I bought some hatching eggs last year and they were about £6 an egg. Even without that, say I hatched my own eggs which are free (well I sell them for £1/six so I guess call it about 15p). Then you have to hatch it, a farmer would use an incubator which you have to buy and maintain, costs in electricity which has gone up a lot. As the farmer wouldn't have the chicks under a hen they'd need a heat lamp, more electricity.
Then feed - a bag of chicken feed is £17.10 at the minute. That's 20kg.

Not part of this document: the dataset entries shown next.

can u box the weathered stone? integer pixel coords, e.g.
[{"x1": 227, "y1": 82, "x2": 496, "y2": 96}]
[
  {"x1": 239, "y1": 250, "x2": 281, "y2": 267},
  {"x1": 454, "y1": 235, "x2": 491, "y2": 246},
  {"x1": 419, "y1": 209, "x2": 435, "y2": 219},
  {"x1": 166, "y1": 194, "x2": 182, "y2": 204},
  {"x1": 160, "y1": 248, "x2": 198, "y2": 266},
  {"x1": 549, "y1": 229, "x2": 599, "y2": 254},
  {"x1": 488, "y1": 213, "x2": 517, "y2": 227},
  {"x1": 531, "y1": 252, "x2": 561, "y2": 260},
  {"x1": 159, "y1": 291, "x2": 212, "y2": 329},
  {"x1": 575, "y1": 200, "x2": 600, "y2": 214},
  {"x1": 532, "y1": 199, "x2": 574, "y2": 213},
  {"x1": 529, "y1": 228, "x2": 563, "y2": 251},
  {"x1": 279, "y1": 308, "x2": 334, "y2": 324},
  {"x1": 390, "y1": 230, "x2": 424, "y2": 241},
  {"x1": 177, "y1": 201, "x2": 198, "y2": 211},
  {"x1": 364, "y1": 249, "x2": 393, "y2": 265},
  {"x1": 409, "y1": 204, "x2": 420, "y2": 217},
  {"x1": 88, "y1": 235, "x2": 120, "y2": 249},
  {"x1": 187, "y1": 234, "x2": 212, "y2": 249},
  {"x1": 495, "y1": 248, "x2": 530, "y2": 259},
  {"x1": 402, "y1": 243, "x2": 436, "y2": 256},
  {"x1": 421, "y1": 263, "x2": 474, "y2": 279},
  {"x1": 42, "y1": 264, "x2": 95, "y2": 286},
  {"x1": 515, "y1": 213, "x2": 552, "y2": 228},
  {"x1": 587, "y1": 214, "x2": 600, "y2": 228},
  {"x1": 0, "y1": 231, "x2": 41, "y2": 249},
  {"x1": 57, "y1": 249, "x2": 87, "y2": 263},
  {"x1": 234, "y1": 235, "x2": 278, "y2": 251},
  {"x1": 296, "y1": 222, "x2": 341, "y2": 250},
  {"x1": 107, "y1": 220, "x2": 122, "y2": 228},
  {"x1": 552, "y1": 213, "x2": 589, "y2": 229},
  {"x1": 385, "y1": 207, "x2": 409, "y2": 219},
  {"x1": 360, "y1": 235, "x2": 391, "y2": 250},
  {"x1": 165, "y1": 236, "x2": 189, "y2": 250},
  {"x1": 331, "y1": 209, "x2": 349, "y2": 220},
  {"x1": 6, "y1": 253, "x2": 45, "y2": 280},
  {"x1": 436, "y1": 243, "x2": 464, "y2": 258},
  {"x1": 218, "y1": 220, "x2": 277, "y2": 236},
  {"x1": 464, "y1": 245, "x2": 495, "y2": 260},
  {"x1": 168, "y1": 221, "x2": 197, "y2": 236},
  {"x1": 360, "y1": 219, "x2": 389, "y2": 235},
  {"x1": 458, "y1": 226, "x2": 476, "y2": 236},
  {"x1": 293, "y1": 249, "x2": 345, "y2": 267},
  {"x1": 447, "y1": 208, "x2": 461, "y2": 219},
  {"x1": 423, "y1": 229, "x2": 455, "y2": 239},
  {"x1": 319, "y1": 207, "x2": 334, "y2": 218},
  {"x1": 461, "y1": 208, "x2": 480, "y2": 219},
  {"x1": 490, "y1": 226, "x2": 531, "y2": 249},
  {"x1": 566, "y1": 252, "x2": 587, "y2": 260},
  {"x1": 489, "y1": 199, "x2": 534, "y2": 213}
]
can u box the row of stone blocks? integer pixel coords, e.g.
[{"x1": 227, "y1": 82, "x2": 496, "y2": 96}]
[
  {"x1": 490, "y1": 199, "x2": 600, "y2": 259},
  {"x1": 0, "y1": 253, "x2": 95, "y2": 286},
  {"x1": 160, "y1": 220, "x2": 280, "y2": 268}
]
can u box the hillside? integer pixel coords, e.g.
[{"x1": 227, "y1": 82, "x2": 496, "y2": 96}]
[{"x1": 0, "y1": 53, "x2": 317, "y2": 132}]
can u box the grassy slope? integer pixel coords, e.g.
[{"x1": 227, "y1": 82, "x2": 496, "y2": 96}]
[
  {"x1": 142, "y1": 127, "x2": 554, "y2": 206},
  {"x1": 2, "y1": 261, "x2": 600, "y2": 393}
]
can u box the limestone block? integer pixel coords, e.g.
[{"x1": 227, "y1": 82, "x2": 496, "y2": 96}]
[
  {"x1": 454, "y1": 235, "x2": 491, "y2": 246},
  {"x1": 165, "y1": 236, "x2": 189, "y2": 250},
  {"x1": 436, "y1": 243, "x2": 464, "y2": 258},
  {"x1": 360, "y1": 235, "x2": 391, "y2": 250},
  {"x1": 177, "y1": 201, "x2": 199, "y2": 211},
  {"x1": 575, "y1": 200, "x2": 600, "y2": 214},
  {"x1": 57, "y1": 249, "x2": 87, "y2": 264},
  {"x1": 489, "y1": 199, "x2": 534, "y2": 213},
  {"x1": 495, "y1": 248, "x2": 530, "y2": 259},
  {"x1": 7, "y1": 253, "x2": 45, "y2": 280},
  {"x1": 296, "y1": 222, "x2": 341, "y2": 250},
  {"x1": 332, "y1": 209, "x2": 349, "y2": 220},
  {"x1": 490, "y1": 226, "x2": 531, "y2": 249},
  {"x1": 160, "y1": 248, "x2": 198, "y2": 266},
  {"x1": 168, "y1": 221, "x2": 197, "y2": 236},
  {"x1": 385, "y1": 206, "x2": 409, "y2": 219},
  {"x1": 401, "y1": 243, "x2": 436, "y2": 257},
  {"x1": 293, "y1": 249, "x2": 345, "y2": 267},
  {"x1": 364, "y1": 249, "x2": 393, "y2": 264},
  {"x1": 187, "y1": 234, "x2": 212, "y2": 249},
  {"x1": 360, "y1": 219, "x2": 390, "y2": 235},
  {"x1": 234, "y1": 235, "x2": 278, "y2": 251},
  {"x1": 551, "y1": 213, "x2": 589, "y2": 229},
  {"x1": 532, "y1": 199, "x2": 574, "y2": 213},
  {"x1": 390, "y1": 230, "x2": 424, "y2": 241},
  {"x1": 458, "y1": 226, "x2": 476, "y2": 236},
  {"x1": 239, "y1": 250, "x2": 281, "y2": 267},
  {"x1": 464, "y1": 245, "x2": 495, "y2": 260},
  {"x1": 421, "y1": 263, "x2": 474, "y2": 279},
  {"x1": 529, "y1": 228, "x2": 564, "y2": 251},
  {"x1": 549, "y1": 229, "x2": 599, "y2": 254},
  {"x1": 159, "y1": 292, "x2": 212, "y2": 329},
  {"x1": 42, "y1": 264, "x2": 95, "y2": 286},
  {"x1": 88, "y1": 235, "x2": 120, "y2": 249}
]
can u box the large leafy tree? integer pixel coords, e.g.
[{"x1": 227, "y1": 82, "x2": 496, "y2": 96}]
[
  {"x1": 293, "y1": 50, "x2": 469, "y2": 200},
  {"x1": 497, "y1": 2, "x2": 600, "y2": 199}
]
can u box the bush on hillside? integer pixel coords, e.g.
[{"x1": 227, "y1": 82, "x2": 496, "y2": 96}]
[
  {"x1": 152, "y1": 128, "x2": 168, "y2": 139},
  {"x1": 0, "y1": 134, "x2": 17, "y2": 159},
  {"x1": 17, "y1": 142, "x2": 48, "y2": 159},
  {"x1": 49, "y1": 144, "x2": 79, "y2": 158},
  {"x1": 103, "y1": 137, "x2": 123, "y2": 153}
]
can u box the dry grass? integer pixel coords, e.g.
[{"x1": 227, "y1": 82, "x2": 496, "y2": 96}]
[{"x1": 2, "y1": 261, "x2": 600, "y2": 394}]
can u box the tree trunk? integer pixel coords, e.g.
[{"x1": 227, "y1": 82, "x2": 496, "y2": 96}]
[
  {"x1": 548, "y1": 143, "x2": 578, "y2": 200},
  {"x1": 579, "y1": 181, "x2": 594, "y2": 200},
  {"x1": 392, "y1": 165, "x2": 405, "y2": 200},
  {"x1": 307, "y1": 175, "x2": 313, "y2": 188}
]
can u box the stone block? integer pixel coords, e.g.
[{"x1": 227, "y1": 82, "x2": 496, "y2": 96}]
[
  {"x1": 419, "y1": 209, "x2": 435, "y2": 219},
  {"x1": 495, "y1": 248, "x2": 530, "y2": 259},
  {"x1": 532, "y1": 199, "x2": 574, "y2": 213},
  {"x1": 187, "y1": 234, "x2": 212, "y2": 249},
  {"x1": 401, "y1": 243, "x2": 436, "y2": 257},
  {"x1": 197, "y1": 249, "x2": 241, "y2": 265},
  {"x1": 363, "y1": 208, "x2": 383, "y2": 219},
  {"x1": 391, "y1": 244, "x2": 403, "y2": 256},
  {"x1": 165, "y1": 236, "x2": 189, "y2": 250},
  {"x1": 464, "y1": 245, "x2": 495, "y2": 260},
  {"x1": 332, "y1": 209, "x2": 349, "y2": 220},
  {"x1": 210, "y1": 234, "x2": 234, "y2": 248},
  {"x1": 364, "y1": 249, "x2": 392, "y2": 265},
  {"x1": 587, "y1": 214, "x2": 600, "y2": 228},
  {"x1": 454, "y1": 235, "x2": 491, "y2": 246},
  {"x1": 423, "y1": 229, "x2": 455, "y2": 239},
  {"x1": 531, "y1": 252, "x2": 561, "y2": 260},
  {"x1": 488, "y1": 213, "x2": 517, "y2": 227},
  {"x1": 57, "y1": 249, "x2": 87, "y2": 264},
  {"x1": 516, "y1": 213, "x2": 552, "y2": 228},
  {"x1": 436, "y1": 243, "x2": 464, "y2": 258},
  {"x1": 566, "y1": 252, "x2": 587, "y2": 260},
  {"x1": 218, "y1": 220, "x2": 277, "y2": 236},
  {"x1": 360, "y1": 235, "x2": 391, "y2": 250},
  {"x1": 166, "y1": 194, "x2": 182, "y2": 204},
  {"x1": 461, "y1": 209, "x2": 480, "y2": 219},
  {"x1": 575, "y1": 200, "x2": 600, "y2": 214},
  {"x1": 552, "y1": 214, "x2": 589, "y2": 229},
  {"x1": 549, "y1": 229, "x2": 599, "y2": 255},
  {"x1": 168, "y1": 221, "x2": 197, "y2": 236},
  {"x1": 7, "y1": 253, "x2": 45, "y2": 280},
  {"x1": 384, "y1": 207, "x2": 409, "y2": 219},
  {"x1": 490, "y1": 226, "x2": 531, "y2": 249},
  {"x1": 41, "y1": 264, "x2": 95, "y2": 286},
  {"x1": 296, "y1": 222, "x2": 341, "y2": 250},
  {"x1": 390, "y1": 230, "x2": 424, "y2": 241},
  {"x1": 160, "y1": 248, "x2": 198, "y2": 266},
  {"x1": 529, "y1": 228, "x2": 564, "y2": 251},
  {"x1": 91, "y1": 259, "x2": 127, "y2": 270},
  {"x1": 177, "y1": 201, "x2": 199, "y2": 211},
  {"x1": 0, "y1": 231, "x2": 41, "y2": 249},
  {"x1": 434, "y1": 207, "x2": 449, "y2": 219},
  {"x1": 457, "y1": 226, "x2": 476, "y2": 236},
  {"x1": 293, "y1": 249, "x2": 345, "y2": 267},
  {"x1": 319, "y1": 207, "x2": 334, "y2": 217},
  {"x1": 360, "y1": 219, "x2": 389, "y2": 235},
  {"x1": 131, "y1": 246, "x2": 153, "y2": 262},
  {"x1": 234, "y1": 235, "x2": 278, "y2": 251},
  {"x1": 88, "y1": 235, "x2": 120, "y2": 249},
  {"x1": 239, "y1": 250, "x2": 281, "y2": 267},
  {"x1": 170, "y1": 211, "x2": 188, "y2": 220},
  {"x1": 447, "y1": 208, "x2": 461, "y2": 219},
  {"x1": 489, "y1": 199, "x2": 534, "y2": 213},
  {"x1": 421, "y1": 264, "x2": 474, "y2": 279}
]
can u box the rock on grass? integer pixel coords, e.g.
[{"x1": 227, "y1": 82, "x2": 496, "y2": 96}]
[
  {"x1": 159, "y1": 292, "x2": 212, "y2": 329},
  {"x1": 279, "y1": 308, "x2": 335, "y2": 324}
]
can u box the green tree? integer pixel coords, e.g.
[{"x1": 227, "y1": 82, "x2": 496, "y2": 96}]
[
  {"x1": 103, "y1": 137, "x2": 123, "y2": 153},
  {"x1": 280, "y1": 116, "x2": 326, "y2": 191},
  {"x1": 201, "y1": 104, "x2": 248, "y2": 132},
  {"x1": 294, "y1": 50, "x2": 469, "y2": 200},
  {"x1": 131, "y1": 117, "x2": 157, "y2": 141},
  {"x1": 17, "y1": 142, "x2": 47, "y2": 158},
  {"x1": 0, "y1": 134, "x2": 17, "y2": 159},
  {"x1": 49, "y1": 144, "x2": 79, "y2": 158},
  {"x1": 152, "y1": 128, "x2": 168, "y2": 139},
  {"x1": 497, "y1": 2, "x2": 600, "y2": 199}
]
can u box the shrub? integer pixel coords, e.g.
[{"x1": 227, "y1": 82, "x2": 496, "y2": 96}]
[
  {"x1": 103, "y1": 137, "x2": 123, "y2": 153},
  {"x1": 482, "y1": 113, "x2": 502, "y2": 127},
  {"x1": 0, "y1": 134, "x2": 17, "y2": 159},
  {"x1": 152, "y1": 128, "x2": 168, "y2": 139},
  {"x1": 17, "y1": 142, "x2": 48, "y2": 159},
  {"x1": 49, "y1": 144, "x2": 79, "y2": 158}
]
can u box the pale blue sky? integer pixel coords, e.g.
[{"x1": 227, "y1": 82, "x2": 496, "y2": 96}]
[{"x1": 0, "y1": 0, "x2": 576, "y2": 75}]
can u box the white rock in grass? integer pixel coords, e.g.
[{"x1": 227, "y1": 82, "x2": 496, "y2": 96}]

A chicken might eat 150g food daily (less when a baby but people k know who raise meat birds say those breeds just lay around and eat all the time so I guess it evens out?) so my bag is good for 133 days for one bird, or the cost is 13.8p per day.
(So as an aside, I'm selling my eggs at a loss, but I knew that, that's why the shops have put them up more than I did).
Commercial meat birds might be Cornish Cross which reaches maturity in 6-8 weeks, so the feed cost would be £5.80 for feed alone, if the farmer can get the bird to slaughter weight in 6 weeks.
There's so little in there then for clean bedding, vehicle maintenance and fuel, building maintenance, vets, labourers (to provide decent care and husbandry, especially important with the increased requirements around bird flu), profit for supermarket, profit for farmer...
I appreciate the farmer should be able to get the feed a bit cheaper than me but the thing is it's gone up SO much, like human food, lots of farmers are thinking of leaving the industry altogether.